A startling new study from the University of Auckland has been gathering attention in recent days, reported on internationally in newspapers and blogs. Drawing on nearly twenty years’ worth of medical records from the Swedish Birth Register and including 13,400 pairs of sisters, the researchers found that the first-borns were bigger babies and taller, heavier adults — 40 percent more likely to be obese and 29 percent more likely to be overweight than their younger sisters.
Wayne Cutfield, the lead author on the study, suggested that the differences are related to changes in the blood supply to the mother’s placenta between her first and second pregnancy; women’s blood vessels may be narrower during first pregnancies, restricting the flow of nutrients to the fetus and setting the baby up for less effective regulation of glucose and fat down the line. Or the differences could be environmental; parents might be more likely to indulge and overfeed their first child.
The paper was published in the Journal of Epidemiology and Community Health, and it’s been picked up this week by CBS, The Washington Post, The LA Times and others. Readers have jumped to use the findings to explain their own families and waistlines. “My older sister is, in fact overweight and has struggled with weight issues her entire life. On the other hand, it’s not been a problem for me, the youngest,” notes a commenter at Yahoo. “My Ex’s elder sister ballooned up…youngest sister of that clan stayed tall and trim,” writes another.

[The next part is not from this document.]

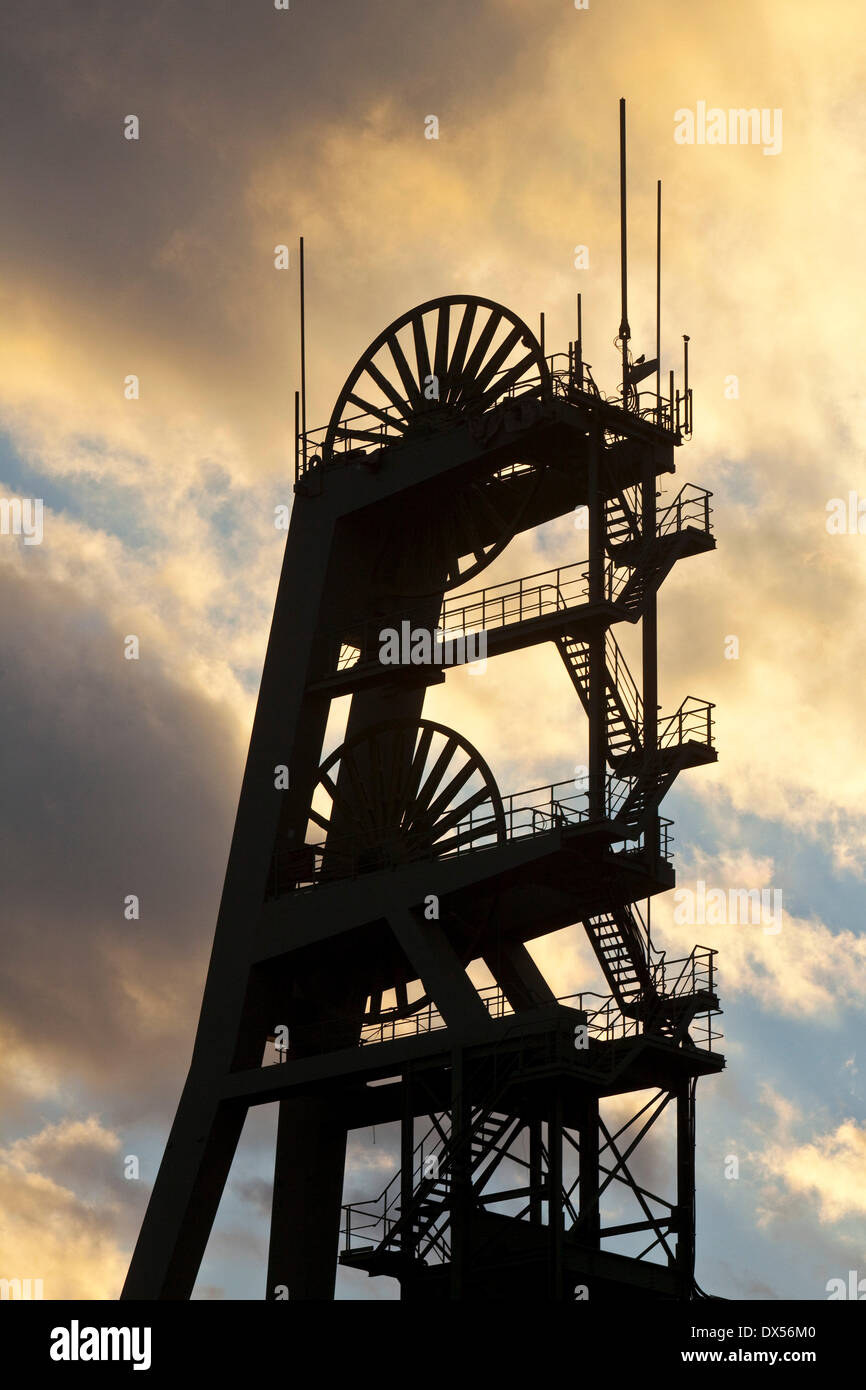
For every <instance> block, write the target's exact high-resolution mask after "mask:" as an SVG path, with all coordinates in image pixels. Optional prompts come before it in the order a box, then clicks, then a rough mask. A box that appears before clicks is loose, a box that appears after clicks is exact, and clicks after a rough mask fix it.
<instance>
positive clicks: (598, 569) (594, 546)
mask: <svg viewBox="0 0 866 1390" xmlns="http://www.w3.org/2000/svg"><path fill="white" fill-rule="evenodd" d="M601 470H602V431H601V425H598V424H595V423H594V424H592V427H591V431H589V467H588V498H587V502H588V509H589V602H591V603H602V602H603V599H605V498H603V493H602V485H601ZM588 646H589V673H588V674H589V819H591V820H601V819H602V817H603V815H605V766H606V760H607V728H606V721H605V684H606V676H607V671H606V666H605V628H598V627H596V628H595V630H594V632H592V635H591V637H589V641H588Z"/></svg>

The study of birth order has a long and dubious history in psychology. Since the nineteenth century, birth order has been used to explain not just physical traits but personality, intelligence and even mate choice of adult siblings. Some of these ideas have become embedded in the popular imagination: that first children are bossy, that last children are immature. First children are said to have higher IQs and to score higher on measures of extroversion, agreeableness and conscientiousness than their siblings; last-borns have been found to be demanding, irresponsible and less intelligent.
But many of the early studies—the ones that launched the idea that birth order matters—didn’t control for important variables like family size and socioeconomic status. Better-off families tend to have fewer children, so a greater proportion of first-borns come from more affluent backgrounds—a much more important variable in life outcomes. As Scientific American points out, the fact that 21 of the first 23 astronauts to make it into space were firstborn— which is often trotted out as evidence that first-borns are especially intelligent and risk-taking—is more likely a reflection of their more comfortable upbringing.

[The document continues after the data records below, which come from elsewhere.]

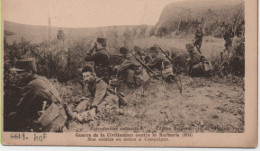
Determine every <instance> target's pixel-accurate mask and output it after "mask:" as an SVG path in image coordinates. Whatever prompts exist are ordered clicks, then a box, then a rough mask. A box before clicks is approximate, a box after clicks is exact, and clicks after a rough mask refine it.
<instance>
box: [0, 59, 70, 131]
mask: <svg viewBox="0 0 260 151" xmlns="http://www.w3.org/2000/svg"><path fill="white" fill-rule="evenodd" d="M11 71H13V72H16V76H17V79H18V82H19V83H18V85H17V86H19V87H20V88H21V97H20V99H19V102H18V104H17V110H16V111H15V112H12V113H10V114H9V115H8V117H7V121H6V123H7V125H6V126H5V128H6V129H7V130H10V131H61V129H62V128H63V127H64V124H65V122H66V120H67V116H66V113H65V109H64V108H63V105H62V104H61V98H60V95H59V93H58V91H57V90H56V88H55V87H54V86H53V85H52V83H51V82H50V81H49V80H48V79H46V78H45V77H42V76H39V75H37V74H36V72H37V69H36V65H35V60H34V59H33V58H28V59H22V60H18V61H17V63H16V67H15V68H12V69H11ZM6 101H7V100H6Z"/></svg>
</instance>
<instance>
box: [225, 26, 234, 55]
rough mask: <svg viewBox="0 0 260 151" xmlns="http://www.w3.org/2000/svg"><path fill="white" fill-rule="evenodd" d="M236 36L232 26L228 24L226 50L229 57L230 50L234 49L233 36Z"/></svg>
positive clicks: (225, 50)
mask: <svg viewBox="0 0 260 151" xmlns="http://www.w3.org/2000/svg"><path fill="white" fill-rule="evenodd" d="M233 37H234V33H233V31H232V28H231V26H228V27H227V29H226V32H225V34H224V40H225V50H224V52H225V51H227V57H228V58H229V57H230V52H231V49H232V38H233Z"/></svg>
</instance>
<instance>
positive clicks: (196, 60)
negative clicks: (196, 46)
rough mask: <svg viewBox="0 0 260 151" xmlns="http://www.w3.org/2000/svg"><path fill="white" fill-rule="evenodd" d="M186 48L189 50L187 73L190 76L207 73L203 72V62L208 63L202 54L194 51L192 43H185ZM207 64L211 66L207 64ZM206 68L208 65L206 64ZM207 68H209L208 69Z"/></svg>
mask: <svg viewBox="0 0 260 151" xmlns="http://www.w3.org/2000/svg"><path fill="white" fill-rule="evenodd" d="M186 48H187V50H188V52H189V55H190V56H189V58H188V59H187V61H188V74H189V75H191V76H202V75H207V73H206V72H205V63H208V62H207V61H206V59H205V57H204V56H202V55H201V54H198V53H197V52H195V51H194V46H193V44H186ZM209 66H211V65H210V64H209ZM207 68H208V66H207ZM208 70H209V69H208Z"/></svg>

Just last month, psychologists at the University of Illinois at Urbana-Champaign found that although there were consistent differences in IQ and personality across a wide sample of siblings, those differences were so small that they really didn’t matter. The study, which was reported in the Journal of Research in Personality, took into account 377,000 U.S. high school students and controlled for factors like family size and socioeconomic status. Although first-borns in this sample did have higher IQs, that advantage came down to a single point. And while that’s statistically significant, it’s imperceptible in real life. They also found, in keeping with other research, that first-borns were indeed more extroverted and agreeable— but Brent Roberts, who led the study, described the difference as “infinitesimally small.”
Though Roberts and his co-author, Rodica Damian, both praised the large sample size and methodology of the new Swedish sisters study, they cautioned against reading too much into it.
“Statistical significance is not a very good criterion for determining whether an effect is important,” said Roberts. “From what I can tell the effect appears to be very small.” The height difference in the adult sisters, for example, amounted to just about a millimeter. The study also reported that older sisters’ BMI was 2.4 percent higher during early pregnancy. “Does a 2.5 percent increase in BMI translate into meaningful health outcomes?” asked Roberts. He also pointed out that the focus on BMI could be misleading. “Waist circumference or direct measures of body fat would be preferable,” he said.
Overly deterministic interpretations (“Having trouble with your diet? Blame your siblings,” suggests Elle) can be not just pointless, but actually counterproductive, Damian warned.
“Just because we have this study, we should not look at weight in a deterministic fashion (e.g., ok, I’m a first-born, so this means I don’t need to exercise or eat healthy because I’m doomed anyway).”